The job and social struggles that came with moving are still hard, but there's a balance that I never had in San Francisco. Not everything is a struggle here. It's a huge relief and a small joy. 

Friday, May 29, 2015

The Lowdown

Summer is heating up in my little corner of the Internet, and I could not be happier with sunshine, temps in the 80s, and the occasional evening thunderstorm. I have missed this weather. The trees are green and the flowers are blooming and all of Northern VA smells like honeysuckle. It's excellent.
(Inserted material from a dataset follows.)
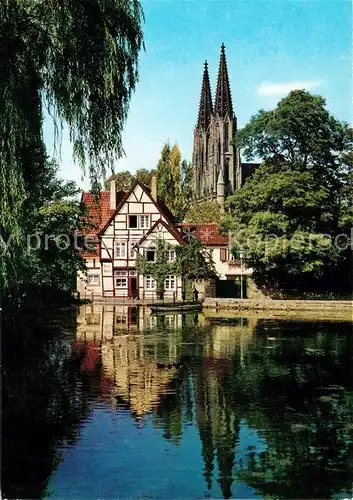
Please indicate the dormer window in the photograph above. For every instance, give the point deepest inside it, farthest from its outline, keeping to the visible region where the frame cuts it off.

Puppy life is hard, but rescuing Posey is the one of the best things I've ever done. I mean, come on, look at her little face.
I've had her for a little more than a month now, and she's twice the size she was the day I brought her home. We started puppy kindergarten a couple of weeks ago, and she can come, sit, and occasionally lie down on command. And she fetches pretty well when she's in the mood to play. We spend a lot of time outside, and a fair amount of time lounging on the couch like this. We spend most of the day together, which is great for bonding and training, but not good because it indicates that I'm not working right now.

I still can't put into words the heartbreak of this job failing so spectacularly. The details aren't important, but it's fair to say that their expectations weren't clearly laid out before I signed on, and they proved to be far out of line with my understanding of the job. We parted ways a couple of weeks ago, and I am working hard to figure out what's next.

I really thought this job marked the end of my instability. I'm really sad it didn't, but I am excited for whatever is next. And I'm hoping it includes a bike commute.

Thursday, April 30, 2015

Sick day

I'm home sick today. Or at least unwell. I think I'm actually so stressed out that I'm having head and stomach aches. I've been having panic attacks, and I feel like all my grief-stress issues have returned with a vengeance. It's like I've regressed three years over the course of the last few weeks. Yes, moving is hard, but this isn't about the move.

My job is awful. It's so stressful and beyond overwhelming. I'm not the right fit for the role, and the org is not a healthy place to work. And with no path to organizational change, I think I have to leave it for my own self-preservation. I am so very sad and discouraged.